There is a certain element of truth in that, but then the Liberals are caught in a vicious circle. Alberta is misunderstood by federal Liberal politicians, therefore none are elected, therefore Alberta is misunderstood by federal Liberal politicians.
It almost goes without saying that a party that had to look to the resource-rich region of the Ottawa South riding – and the brother of Ontario's Premier – for its natural resources critic is likely going to have some trouble getting a read on Alberta.
The election of an Alberta MP or two would serve as a welcome tonic for the Liberal caucus.
Anne McLellan was a powerful cabinet minister from the province, serving as justice minister and deputy prime minister in successive Liberal governments. Her presence did not eliminate the sort of eastern parochialism that Justin Trudeau and David McGuinty have been guilty of, but it did ensure that Alberta was strenuously represented in caucus.
It's unlikely that Mr.
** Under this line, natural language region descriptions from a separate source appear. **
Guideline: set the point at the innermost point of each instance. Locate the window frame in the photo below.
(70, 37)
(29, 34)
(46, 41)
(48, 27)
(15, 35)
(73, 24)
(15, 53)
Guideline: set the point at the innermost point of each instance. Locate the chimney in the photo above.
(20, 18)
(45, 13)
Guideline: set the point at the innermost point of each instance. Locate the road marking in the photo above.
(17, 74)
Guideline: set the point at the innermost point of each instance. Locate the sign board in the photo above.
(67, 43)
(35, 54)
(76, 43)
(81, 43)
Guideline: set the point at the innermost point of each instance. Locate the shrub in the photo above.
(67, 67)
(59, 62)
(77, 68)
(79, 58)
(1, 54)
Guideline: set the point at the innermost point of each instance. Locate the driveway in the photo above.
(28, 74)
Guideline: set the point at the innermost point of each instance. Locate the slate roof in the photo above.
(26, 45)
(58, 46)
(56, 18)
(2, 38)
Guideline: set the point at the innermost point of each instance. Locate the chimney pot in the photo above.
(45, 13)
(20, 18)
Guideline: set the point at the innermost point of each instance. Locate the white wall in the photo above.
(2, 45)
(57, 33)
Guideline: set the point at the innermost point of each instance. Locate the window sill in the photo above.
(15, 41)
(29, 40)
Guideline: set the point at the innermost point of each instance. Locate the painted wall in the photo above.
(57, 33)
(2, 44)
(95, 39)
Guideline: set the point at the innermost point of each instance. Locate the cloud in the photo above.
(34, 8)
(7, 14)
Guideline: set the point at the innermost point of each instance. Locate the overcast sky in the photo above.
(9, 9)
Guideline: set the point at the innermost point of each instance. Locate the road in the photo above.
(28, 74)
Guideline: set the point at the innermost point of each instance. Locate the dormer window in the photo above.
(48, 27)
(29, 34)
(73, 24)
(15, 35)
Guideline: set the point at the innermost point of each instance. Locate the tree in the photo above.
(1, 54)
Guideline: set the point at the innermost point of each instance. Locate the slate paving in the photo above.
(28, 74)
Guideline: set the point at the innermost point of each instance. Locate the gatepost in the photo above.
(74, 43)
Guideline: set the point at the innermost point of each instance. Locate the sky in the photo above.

Trudeau would have rambled on about the deleterious policy influence of Albertans, or that Mr. McGuinty would suggest Alberta Tory MPs don't belong in Parliament unless they adopt a more national view of the oil and gas sector, if Alberta members of their caucus had been there to call them on it.
Until these foolish outbursts – Mr. McGuinty was made recently and Mr. Trudeau's was dug up from two years ago – a Liberal candidate was seriously challenging the Conservative candidate in today's Calgary Centre byelection. It's unclear what, if any, impact the controversy will have, but it is important to remember there are such people as Alberta Liberals – and they care just as deeply about their province as Tories do.